2023 protest against antisemitism in France

The March for the Republic and Against Antisemitism (marche pour la République et contre l'antisémitisme) was a protest that took place in many cities, but predominantly Paris, in France on 12 November 2023 in response to the rise in antisemitism since the beginning of the Gaza war.

== Background ==
Since the beginning of the surprise attack against Israel by Hamas on 7 October 2023, a growing number of acts of antisemitism have occurred in France. On 7 November 2023, President of the National Assembly Yaël Braun-Pivet and President of the Senate Gérard Larcher called for the formation of a "large civil protest" against antisemitism in the Palais Bourbon and Palais Luxembourg.

== Protests ==
In Paris, a march of silence began on Les Invalides at 3:00 PM, and marchers passed the National Assembly and Senate Building two hours later. Over 105,000 participated in the event, including figures such as:

- Former presidents François Hollande and Nicolas Sarkozy (and his wife, former model and singer Carla Bruni)
- Former prime ministers Jean Castex, Édouard Philippe, Bernard Cazeneuve, Manuel Valls and Jean-Marc Ayrault
- Current Prime Minister Élisabeth Borne and 30 other members of government
- President of the Constitutional Council Laurent Fabius
- Mayor of Paris Anne Hidalgo
- Politicians Sébastien Chenu, Marine Le Pen, Jordan Bardella, Marine Tondelier, Sandrine Rousseau, Marion Maréchal, Éric Zemmour, Rachida Dati, François Baroin, Eric Ciotti, Yannick Jadot, Jean-Louis Debré, Fabien Roussel, Olivier Faure, Sylvain Maillard, and Stéphane Séjourné
- Actors Raphaël Personnaz, Richard Berry, Tomer Sisley, Élie Semoun, Jean Dujardin, Natalie Portman, and Laura Smet
- Television presenters Sophie Davant, Elsa Fayer, Arthur Cyril Hanouna, and Thierry Ardisson
President Emmanuel Macron condemned antisemitism in a letter and stated that the march was a "sign of hope". In total, across France, over 182,000 people participated in the protests. Every political party represented in the current French legislature responded to the protests, with the exception of La France Insoumise, although various LFI politicians participated in the Strasbourg protests.

== Controversies ==
Jean-Luc Mélenchon, founder of the LFI, claimed that the march was a "far-right" protest with an agenda of unconditional support for the Israeli invasion of the Gaza Strip.

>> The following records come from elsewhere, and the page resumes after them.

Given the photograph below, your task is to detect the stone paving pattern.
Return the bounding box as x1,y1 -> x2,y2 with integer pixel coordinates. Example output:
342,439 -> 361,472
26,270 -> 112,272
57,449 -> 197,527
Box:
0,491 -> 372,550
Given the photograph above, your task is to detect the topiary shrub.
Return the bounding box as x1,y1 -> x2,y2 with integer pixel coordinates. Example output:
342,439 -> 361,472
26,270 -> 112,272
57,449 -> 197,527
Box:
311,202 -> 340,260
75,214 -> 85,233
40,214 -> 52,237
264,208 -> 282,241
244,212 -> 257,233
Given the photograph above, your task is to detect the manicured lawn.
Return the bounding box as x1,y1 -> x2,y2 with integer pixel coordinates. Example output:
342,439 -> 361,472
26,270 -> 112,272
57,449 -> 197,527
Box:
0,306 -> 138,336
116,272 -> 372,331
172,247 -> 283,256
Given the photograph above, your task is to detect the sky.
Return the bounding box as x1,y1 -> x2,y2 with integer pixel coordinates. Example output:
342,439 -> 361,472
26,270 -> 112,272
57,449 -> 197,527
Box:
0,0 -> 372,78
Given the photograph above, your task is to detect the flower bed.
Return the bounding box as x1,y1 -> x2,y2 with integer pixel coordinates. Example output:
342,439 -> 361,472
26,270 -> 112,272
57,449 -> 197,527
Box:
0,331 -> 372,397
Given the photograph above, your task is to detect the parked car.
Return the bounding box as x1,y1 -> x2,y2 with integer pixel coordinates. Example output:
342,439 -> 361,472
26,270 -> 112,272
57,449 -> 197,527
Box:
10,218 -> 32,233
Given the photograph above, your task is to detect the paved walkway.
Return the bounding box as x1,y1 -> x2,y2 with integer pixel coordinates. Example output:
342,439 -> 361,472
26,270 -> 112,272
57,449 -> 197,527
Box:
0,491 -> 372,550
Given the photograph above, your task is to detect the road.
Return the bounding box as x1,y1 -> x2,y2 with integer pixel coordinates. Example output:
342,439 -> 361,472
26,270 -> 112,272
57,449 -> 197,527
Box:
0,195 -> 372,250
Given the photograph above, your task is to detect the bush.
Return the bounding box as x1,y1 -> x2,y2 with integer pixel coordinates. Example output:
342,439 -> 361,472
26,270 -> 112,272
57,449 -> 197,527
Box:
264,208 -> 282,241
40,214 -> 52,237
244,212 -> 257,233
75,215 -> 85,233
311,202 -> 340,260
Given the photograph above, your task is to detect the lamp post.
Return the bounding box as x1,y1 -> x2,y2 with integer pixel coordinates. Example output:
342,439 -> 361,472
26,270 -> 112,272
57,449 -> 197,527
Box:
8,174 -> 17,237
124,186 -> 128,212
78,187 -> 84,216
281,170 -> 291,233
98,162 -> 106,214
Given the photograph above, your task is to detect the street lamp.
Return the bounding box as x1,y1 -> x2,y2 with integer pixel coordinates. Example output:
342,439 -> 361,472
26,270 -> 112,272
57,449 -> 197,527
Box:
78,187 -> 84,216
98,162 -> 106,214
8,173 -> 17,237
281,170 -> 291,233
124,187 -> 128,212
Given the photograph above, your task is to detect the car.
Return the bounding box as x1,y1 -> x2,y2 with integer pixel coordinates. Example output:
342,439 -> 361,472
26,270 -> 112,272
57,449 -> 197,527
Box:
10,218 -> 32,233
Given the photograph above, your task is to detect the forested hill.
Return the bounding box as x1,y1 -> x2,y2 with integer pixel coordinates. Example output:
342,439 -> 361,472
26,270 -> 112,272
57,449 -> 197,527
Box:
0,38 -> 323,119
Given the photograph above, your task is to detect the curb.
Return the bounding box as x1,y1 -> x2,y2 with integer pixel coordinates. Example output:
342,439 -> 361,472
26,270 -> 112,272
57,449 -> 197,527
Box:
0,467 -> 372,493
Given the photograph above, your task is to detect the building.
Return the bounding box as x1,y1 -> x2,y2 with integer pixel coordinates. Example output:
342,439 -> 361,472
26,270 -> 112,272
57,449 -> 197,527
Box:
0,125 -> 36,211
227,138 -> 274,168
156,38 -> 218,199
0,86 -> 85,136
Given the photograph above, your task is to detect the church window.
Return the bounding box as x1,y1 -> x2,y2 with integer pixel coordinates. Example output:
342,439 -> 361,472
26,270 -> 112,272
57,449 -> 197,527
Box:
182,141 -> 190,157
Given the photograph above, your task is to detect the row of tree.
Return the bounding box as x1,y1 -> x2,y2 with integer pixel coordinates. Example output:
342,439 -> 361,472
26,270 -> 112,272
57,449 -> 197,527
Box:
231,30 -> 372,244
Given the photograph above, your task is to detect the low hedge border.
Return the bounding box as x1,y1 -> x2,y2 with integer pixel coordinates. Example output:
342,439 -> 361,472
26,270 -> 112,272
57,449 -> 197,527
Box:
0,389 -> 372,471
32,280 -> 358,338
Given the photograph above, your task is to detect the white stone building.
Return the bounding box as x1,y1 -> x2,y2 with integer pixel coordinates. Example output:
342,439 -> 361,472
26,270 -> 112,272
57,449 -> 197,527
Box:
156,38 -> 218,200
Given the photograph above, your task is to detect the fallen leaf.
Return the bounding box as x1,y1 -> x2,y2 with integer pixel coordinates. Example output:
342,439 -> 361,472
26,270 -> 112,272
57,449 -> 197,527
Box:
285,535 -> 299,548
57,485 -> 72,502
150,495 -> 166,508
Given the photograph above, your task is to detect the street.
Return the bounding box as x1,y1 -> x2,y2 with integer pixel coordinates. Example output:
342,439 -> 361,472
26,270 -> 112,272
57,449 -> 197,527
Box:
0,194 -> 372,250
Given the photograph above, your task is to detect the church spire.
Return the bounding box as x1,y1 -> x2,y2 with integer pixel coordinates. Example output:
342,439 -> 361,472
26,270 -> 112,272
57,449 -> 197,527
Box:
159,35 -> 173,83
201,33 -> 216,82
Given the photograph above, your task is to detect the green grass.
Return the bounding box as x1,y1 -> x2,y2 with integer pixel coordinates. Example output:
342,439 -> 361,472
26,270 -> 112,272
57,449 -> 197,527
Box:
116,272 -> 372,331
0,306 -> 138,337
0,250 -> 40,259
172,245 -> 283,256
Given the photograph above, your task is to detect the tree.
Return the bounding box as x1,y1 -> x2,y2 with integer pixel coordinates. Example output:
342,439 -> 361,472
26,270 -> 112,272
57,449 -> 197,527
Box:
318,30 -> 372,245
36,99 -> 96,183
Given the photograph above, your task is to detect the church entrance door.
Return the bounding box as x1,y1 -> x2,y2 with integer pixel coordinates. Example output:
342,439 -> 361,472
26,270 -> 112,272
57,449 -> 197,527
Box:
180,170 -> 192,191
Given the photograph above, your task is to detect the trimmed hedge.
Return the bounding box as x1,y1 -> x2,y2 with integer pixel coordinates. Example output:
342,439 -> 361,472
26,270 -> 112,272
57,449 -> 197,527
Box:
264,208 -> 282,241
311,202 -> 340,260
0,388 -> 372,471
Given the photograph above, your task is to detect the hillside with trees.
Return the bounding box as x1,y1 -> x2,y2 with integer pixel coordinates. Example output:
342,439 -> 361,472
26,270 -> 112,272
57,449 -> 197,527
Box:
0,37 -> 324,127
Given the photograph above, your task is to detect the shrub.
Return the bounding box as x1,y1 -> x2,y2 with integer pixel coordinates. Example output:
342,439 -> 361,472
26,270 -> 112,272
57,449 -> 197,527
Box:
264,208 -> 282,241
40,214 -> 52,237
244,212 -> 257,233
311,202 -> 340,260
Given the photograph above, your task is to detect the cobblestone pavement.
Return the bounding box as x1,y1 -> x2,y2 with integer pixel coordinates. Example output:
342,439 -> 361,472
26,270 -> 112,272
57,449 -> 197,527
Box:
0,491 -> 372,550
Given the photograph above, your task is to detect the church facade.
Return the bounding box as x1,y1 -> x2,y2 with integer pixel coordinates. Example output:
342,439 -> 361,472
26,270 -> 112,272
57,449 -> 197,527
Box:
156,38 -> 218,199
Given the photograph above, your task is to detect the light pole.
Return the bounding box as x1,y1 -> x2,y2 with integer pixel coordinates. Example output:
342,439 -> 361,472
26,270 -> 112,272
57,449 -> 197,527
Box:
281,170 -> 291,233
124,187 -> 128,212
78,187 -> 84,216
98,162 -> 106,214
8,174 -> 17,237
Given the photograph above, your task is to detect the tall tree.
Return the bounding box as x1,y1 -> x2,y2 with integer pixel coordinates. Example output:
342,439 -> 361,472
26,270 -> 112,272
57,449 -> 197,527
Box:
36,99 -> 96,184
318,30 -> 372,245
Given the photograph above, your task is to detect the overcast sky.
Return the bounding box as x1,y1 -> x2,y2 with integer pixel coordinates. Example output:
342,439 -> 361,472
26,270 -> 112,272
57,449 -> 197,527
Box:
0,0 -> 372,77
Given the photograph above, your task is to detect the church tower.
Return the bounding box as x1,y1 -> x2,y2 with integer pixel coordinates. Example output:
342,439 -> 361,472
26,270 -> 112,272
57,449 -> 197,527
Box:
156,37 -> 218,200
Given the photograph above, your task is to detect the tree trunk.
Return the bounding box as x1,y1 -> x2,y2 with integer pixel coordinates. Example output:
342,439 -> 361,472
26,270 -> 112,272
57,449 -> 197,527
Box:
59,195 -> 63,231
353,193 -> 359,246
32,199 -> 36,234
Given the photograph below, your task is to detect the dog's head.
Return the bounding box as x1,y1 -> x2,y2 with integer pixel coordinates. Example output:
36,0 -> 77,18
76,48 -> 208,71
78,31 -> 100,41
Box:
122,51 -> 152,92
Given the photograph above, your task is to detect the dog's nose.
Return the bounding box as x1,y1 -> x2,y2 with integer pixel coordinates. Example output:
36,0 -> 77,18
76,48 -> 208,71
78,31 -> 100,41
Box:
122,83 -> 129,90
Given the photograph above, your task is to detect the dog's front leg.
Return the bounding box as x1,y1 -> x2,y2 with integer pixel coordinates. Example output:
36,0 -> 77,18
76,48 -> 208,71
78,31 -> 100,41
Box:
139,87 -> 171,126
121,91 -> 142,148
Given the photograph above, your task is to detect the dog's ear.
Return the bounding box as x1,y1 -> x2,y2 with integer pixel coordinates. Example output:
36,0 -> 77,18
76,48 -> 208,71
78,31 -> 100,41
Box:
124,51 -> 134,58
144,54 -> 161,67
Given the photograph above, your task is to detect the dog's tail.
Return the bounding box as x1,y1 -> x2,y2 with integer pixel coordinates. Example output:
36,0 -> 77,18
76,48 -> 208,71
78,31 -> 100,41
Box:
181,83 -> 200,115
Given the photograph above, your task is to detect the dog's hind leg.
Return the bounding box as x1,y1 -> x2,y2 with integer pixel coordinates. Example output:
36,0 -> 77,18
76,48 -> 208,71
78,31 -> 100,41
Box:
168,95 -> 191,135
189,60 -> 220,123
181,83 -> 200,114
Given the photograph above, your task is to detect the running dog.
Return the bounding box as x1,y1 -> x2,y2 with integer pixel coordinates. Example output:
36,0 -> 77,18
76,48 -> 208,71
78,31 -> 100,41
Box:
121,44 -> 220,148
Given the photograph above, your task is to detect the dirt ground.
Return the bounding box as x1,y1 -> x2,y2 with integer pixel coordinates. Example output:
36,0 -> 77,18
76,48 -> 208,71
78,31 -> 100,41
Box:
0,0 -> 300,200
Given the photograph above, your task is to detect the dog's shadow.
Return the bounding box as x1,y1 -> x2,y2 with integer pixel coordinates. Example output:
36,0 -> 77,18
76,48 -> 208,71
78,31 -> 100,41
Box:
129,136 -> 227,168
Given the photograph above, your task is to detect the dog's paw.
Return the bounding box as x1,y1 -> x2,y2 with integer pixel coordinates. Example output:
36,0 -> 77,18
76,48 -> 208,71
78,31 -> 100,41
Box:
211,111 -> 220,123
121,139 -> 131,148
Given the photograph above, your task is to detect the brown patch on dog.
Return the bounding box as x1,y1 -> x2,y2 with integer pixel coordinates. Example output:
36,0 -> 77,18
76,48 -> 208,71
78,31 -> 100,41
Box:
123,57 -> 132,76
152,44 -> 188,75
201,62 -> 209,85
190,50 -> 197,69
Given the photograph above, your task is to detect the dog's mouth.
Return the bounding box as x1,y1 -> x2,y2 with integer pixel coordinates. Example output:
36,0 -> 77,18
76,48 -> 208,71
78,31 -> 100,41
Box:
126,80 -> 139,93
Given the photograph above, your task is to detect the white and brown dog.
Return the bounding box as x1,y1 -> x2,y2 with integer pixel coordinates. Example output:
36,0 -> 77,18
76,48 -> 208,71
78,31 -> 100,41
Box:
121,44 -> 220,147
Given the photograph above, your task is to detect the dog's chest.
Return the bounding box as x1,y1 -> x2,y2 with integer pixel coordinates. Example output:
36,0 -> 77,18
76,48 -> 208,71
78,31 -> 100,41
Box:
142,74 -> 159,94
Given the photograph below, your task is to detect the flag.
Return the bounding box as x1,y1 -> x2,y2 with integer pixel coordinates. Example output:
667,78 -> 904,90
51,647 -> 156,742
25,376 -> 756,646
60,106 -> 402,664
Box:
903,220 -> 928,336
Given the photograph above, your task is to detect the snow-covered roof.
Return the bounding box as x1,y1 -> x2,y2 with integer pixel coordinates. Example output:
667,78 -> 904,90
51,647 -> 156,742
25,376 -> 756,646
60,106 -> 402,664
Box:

The Jewish left-wing collective, "Golem", founded on the night before the march, mobilized against it, upset with participation of the Rassemblement National (RN).

During the demonstration, members of the Jewish Defense League, who provided the RN's security service, assaulted a person who was protesting against Marine Le Pen and attacked demonstrators from the Golem collective.

Unlike other presidents at previous marches against antisemitism, Emmanuel Macron did not attend the rally.